Airline schedule changes are an unfortunate fact of the traffic business; especially when they result in missed connections or new times that don’t work with travel plans. Why do airlines do it? Sometimes it’s an increase or decrease in demand, other times the airline wants to move their aircraft around, sometimes existing connections aren’t working.
Many travel agents and airline employees joke that scheduling is the job they give to someone who marries the airline boss’s daughter to keep him busy.
In the worst cases, a schedule change can make a trip impossible when there are no good alternatives. But even the most innocuous changes can still add a lot of hassle to a trip. And a lot of extra work for travelers and travel agents alike.
Last weekend, two clients had a weekend trip planned to see their daughter in college. They had cashed in miles for confirmed upgrades as well, way back in August.
Since then, the schedule had changed a few minutes on two of the flights, but only a few minutes, so no problem.

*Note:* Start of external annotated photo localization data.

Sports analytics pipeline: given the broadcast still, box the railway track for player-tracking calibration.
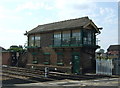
[2,66,113,83]
[3,66,44,75]
[2,66,55,83]
[48,71,112,80]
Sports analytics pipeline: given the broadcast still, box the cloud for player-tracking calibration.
[16,2,42,11]
[96,6,118,50]
[15,1,53,11]
[0,27,26,49]
[99,7,118,25]
[0,6,8,19]
[53,0,97,20]
[54,0,95,9]
[100,8,105,15]
[0,5,22,21]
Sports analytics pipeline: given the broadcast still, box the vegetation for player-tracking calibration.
[8,45,24,52]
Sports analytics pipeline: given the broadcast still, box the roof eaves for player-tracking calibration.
[25,16,93,35]
[27,26,84,35]
[108,45,120,51]
[90,20,100,33]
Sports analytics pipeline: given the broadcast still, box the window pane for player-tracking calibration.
[62,31,70,45]
[83,31,93,45]
[44,55,50,64]
[57,53,64,66]
[54,32,61,46]
[71,30,81,45]
[29,35,34,46]
[92,32,95,45]
[57,55,63,62]
[83,32,88,44]
[88,32,92,45]
[35,35,40,47]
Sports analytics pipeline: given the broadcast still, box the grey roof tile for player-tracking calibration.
[27,16,97,34]
[108,45,120,51]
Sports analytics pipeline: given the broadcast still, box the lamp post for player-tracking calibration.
[16,52,19,67]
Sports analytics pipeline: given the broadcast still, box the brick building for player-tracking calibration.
[107,45,120,59]
[25,17,102,74]
[107,45,120,75]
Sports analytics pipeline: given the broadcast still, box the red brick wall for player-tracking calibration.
[40,32,53,47]
[2,52,11,65]
[80,48,95,73]
[63,49,72,66]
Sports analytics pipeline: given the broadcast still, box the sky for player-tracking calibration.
[0,0,118,51]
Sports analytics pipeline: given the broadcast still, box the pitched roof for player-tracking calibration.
[107,45,120,51]
[26,16,100,35]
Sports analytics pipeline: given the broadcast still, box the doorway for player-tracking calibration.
[72,54,80,74]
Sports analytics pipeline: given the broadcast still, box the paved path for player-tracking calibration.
[6,78,119,87]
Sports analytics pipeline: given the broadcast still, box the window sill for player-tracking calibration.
[57,63,64,66]
[43,62,50,65]
[70,44,82,46]
[61,45,69,47]
[25,46,40,48]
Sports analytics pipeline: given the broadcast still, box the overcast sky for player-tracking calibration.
[0,0,118,51]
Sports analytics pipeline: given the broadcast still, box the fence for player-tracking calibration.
[112,58,120,75]
[96,59,113,75]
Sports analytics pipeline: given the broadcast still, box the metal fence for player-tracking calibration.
[96,59,113,75]
[112,58,120,75]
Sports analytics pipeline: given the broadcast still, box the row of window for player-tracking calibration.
[28,29,95,47]
[83,31,95,45]
[44,54,64,65]
[54,30,95,46]
[54,30,80,46]
[33,54,64,66]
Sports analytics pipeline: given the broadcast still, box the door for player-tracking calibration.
[72,55,80,74]
[11,52,17,66]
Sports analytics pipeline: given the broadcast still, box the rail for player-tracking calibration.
[2,66,113,83]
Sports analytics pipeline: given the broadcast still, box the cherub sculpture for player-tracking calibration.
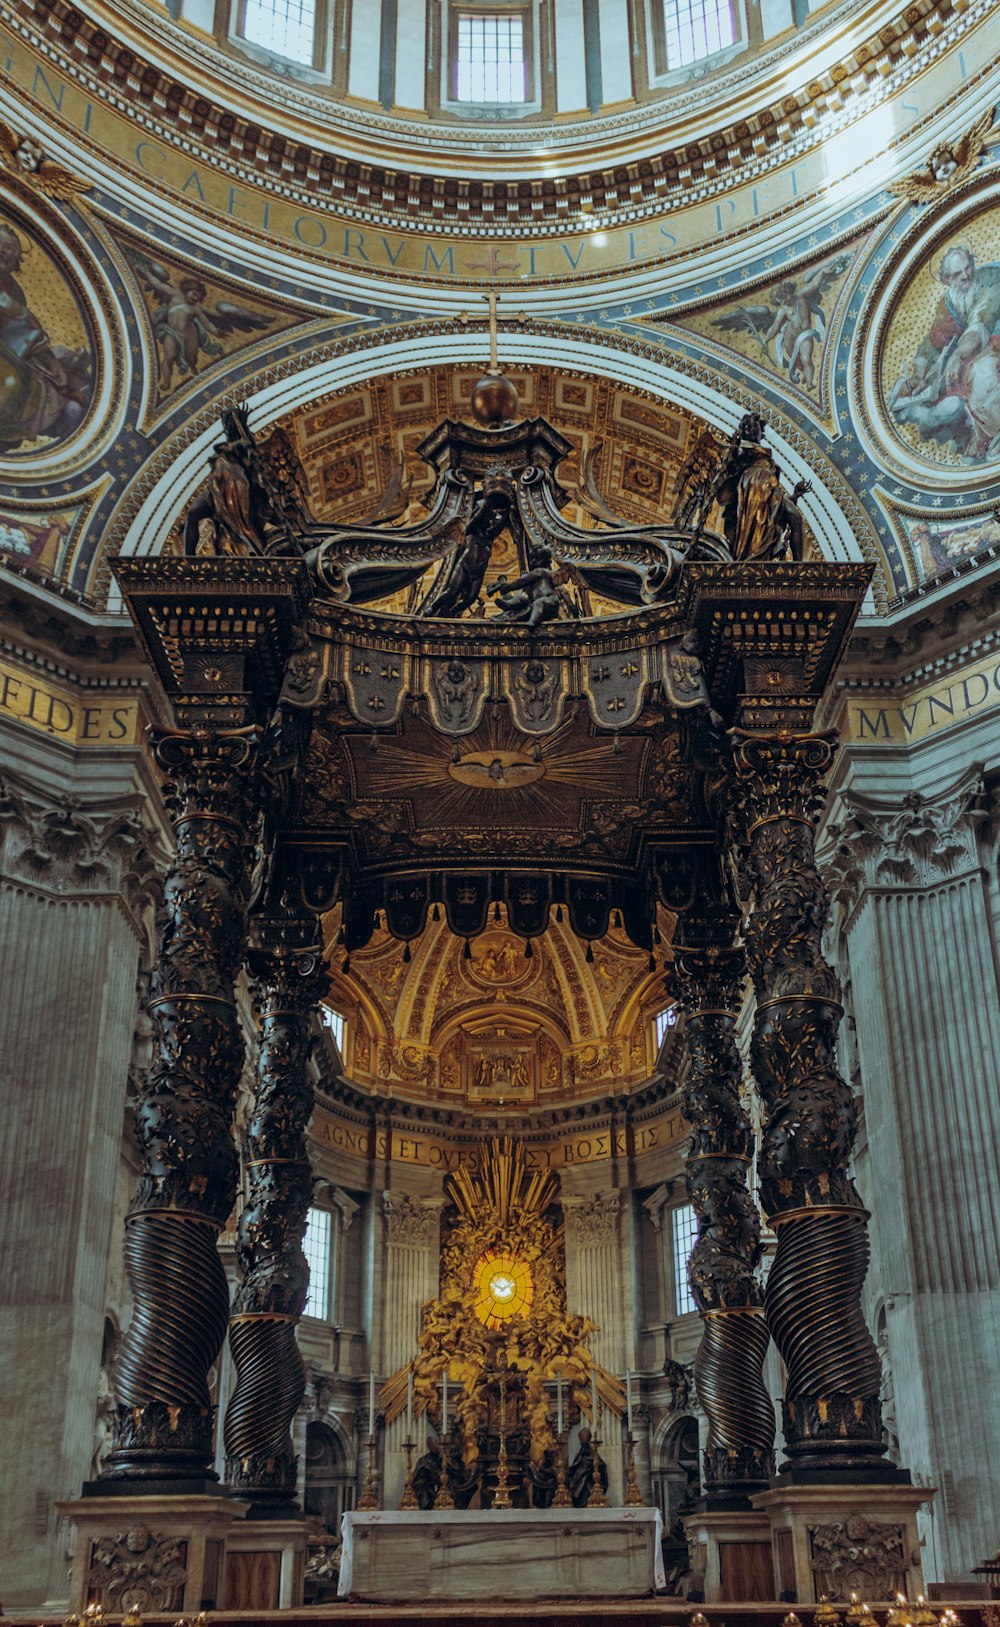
[888,112,994,204]
[488,546,562,627]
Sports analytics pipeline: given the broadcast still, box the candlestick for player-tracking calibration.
[441,1369,447,1433]
[551,1431,572,1507]
[406,1367,414,1437]
[556,1371,563,1436]
[624,1431,644,1506]
[587,1429,609,1508]
[368,1369,376,1428]
[357,1433,379,1509]
[626,1368,634,1433]
[399,1437,418,1509]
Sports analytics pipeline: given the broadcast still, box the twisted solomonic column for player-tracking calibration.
[224,921,328,1509]
[673,908,775,1499]
[100,728,260,1488]
[729,733,888,1477]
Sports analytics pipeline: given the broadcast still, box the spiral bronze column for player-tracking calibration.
[673,907,775,1501]
[224,920,327,1510]
[729,732,888,1477]
[99,728,259,1489]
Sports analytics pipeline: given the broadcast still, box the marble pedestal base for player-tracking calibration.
[339,1507,666,1601]
[684,1508,775,1602]
[223,1516,307,1609]
[751,1483,932,1604]
[56,1495,249,1615]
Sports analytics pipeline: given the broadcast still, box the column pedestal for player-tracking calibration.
[683,1507,774,1602]
[223,1515,308,1608]
[57,1494,248,1615]
[752,1482,931,1604]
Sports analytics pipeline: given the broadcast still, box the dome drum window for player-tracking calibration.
[441,1,540,115]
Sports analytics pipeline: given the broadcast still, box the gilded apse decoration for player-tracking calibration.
[0,119,90,201]
[224,918,329,1508]
[673,908,775,1496]
[101,728,261,1486]
[881,200,1000,466]
[0,209,95,454]
[728,732,887,1473]
[380,1139,623,1503]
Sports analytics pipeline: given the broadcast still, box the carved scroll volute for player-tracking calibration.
[102,727,261,1486]
[673,908,774,1496]
[224,922,328,1505]
[728,732,887,1473]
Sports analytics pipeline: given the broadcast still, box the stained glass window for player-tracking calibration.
[455,12,527,103]
[241,0,317,65]
[671,1202,699,1317]
[661,0,737,69]
[472,1247,534,1327]
[303,1206,332,1319]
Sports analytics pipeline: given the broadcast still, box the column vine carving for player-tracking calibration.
[673,908,775,1497]
[224,917,328,1507]
[729,732,887,1473]
[101,728,260,1486]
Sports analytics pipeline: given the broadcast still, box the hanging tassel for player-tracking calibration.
[342,957,351,975]
[555,904,563,923]
[613,910,622,929]
[370,731,379,752]
[585,942,594,963]
[494,901,501,923]
[463,938,472,961]
[648,953,656,973]
[653,924,662,945]
[432,903,441,921]
[532,738,542,763]
[612,733,622,755]
[524,939,533,960]
[402,942,411,964]
[451,742,461,764]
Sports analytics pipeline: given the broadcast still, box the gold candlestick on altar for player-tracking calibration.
[357,1433,380,1510]
[399,1438,419,1510]
[552,1430,572,1507]
[433,1437,456,1509]
[492,1357,513,1509]
[587,1408,609,1508]
[624,1431,644,1506]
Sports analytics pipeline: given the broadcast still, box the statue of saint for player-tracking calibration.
[568,1426,608,1508]
[412,1436,444,1510]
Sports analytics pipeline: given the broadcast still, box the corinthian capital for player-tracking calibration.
[823,766,990,909]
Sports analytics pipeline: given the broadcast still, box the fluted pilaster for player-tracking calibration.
[673,908,775,1499]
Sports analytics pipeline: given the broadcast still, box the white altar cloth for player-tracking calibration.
[339,1506,665,1601]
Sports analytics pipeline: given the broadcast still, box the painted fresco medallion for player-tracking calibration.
[879,198,1000,469]
[0,205,97,457]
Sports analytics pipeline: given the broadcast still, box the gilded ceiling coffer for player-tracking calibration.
[729,734,891,1477]
[673,908,775,1498]
[224,916,329,1508]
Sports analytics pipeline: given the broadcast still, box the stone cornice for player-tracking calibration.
[5,0,978,237]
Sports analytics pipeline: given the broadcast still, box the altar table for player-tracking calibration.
[339,1506,666,1601]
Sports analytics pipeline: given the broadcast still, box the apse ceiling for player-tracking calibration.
[321,904,668,1114]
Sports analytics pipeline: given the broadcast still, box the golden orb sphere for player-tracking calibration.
[470,371,519,426]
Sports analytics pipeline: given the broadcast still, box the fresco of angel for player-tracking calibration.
[711,254,850,392]
[127,252,275,390]
[887,112,994,205]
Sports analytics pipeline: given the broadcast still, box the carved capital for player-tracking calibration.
[823,767,991,912]
[0,771,167,918]
[382,1189,440,1246]
[562,1191,620,1246]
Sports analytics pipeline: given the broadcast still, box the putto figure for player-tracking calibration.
[128,253,274,391]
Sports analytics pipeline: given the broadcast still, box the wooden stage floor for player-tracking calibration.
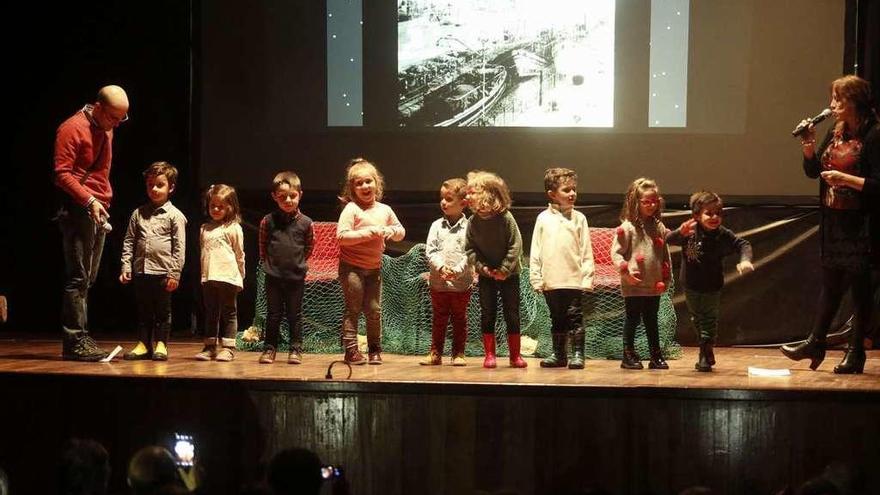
[1,340,877,394]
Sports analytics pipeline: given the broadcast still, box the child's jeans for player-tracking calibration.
[339,261,382,352]
[264,275,304,351]
[543,289,582,335]
[684,289,721,342]
[134,274,172,345]
[203,280,239,348]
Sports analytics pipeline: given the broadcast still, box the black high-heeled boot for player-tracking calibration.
[834,348,866,374]
[781,335,826,370]
[620,346,643,370]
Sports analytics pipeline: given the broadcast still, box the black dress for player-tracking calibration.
[804,117,880,270]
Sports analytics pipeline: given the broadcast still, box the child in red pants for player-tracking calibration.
[421,178,474,366]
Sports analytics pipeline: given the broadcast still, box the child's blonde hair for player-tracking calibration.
[466,170,512,215]
[339,158,384,204]
[441,178,467,201]
[620,177,663,224]
[204,184,241,224]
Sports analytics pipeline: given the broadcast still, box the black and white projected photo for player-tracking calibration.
[397,0,614,127]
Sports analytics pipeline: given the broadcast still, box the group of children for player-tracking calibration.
[117,158,753,372]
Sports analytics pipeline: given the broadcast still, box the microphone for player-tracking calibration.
[791,108,832,137]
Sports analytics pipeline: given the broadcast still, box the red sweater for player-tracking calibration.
[54,110,114,208]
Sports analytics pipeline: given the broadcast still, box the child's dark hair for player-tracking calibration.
[544,167,578,192]
[339,157,384,204]
[689,191,723,216]
[204,184,241,224]
[272,171,302,193]
[441,178,467,200]
[143,161,178,187]
[620,177,663,223]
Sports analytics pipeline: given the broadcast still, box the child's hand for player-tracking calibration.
[679,219,697,237]
[370,226,386,239]
[165,278,180,292]
[622,270,643,286]
[440,266,454,280]
[492,270,508,281]
[736,260,755,274]
[383,227,396,239]
[119,272,132,284]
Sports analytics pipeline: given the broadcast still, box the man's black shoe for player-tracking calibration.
[62,335,108,362]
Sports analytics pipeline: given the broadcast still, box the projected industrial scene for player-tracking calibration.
[397,0,614,127]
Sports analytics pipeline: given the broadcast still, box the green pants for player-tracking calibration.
[685,289,721,341]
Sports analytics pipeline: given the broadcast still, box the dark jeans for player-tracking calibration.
[811,266,873,349]
[478,274,520,335]
[264,275,304,351]
[430,289,471,355]
[134,274,172,345]
[59,206,106,340]
[339,261,382,352]
[685,289,721,342]
[543,289,583,335]
[623,296,661,349]
[203,281,239,348]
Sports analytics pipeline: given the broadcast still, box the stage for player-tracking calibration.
[1,341,878,392]
[1,340,878,495]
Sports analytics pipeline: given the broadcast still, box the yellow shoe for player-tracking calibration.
[124,342,151,360]
[420,351,441,366]
[452,354,467,366]
[153,341,168,361]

Or, so we thought.
Until they tried to check in online late the night before the outbound flight, which had been changed from 6 a.m., to 6:01 a.m.
First, United.com gave them an error message indicating they needed to talk to a representative.
Since they were worried about the early morning departure, they called the airline. After almost an hour on hold, an agent (possibly in India), “Did something to the ticket,” so they could check in. Apparently it was a result of the small schedule change, although this is not always a problem.
So then they tried it again, with the United Indian agent waiting on the line, and the response was: “Upgrade has gone through but can’t be processed. Contact Web Support.”
At this point they got transferred to another United employee (this time a woman who said she was in the Phillippines). She eventually said it was fixed.
Well sort of. In my client’s words,
Except not because it turned out that they noticed the connecting flight couldn’t be checked in because ‘Requested upgrade has not been authorized for use by a Mileage Plus member.’ (at this point they were writing down the responses.)
So back to the phones.
This time the first agent they reached in India immediately set up a three-way call with the Philippines (where web support is apparently headquartered). This fourth agent, who after first mistakenly saying it was because they had standby upgrades, finally forced the check-in through.
Somehow the return check-in, where the flights also had slight schedule changes, went through with no problem.
But these now very wary clients have another trip later in November around Thanksgiving, where United has changed the connecting city as well as the times. The first agent I had talked to about this next trip said it would be no problem, but given the reported weekend hassles, I called to see if United could internally adjust the electronic ticket.
The answer this time was, that it should be adjusted, but United couldn’t do it.
“Just reissue the tickets,” he said.
Well, leaving aside the fact that this was a United Airlines ticket and I was calling the United help desk, I couldn’t just “reissue the tickets.”
The clients, again, had used miles to upgrade the tickets. Reissuing coach tickets into first class is a guaranteed “debit memo” (bill) from the airlines. To make it worse, the flights in question were sold out.
When I explained this, the agent (in India again) he went to his supervisor and came back several minutes later to say that United would “kindly overbook the flights back into coach” so we could exchange the tickets in our agency.
I asked, if you are going to go to all that trouble why can’t you just revalidate the tickets in the first place.
Nope, that would be too easy. So about 30 minutes later, a United supervisor had the flights double booked, instructing me to rebuild the original expired fare, reissue the tickets “as soon as possible,” and then cancel the duplicates. “Don’t cancel the upgraded flights by mistake,” he added.
Well over an hour after we started this exercise, the tickets were done. Except for our agency’s internal paperwork. I was assured that check-in should be easier. Probably.
(Unfortunately, the system won’t give you a test run for online check in until 24 hours prior.)
Apparently the new heightened TSA rules may be complicating this whole process, and one United agent I talked later to said that the new standby complimentary upgrade process can confuse the system when travelers use miles, especially when flights are changed.
United did say they would have been willing to reissue the tickets had the passenger booked online. Even so, the changes wouldn’t have been done automatically. So had the clients waited until they got to the airport, it would have been a race against time to have them make their flight.
This sort of craziness isn’t exclusive to United, in fact it was particularly bad when Delta and Northwest merged, for example. It’s just one more way in which the airline travel experience has become more and more stressful. And it doesn’t bode well for the United-Continental merger.
At least the airlines aren’t charging an additional telephone support fee for the whole experience of working these problems that their schedule changes create. Yet.